Security & Capabilities

Security & Capabilities Section

Control container privileges and security-related settings.

  • Privileged Mode – gives a container almost the same power as the host, bypassing most isolation. Use it only when absolutely necessary. Makes these changes for the container:

    • Enables all Linux kernel capabilities (no capability dropping).
    • Disables the default seccomp profile.
    • Disables the default AppArmor profile.
    • Disables the SELinux process label.
    • Grants access to all host devices.
    • Makes /sys read‑write.
    • Makes cgroups mounts read‑write.

    In other words, the container can then do almost everything the host can do. Recommended practice:

    Avoid --privileged for normal workloads. Prefer adding only the specific capabilities you need with Cap Add.

  • Cap Add: add specific Linux kernel capabilities to a container, instead of giving it full privileges with Privileged. For list of available capabilities refer to the Docker Documentation

  • Cap Drop: Remove default capabilities.

Runtime & Environment

Runtime & Environment Section

Set runtime behavior and environment variables.

  • Restart Policy – Define what happens if the container exits. Supported policies:

    • No (default)
      Don’t automatically restart the container.

    • On Failure
      Restart only if container exits with a non‑zero status.

    • Always
      Always restart if the container stops.
      If manually stopped, it’s restarted only when the Docker daemon restarts or you manually start it again.

    • Unless Stopped
      Like always, except if the container is stopped (manually or otherwise), it isn’t restarted after a Docker daemon restart.
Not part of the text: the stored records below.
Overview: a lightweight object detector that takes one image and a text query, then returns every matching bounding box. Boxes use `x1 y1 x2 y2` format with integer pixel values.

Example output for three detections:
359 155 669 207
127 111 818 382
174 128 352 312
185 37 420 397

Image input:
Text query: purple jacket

  • Environment Variables – JSON array of environment variables in "key": "value" format

Device Mappings

Device Mappings Section

Expose specific host devices to the container.

  • Device Mappings – Map host devices into the container (e.g., /dev/ttyUSB0). Useful for hardware-dependent workloads.

Note: On the right side of every field there is Field Help icon. Hovering over it displays a short tooltip explaining the purpose of that field.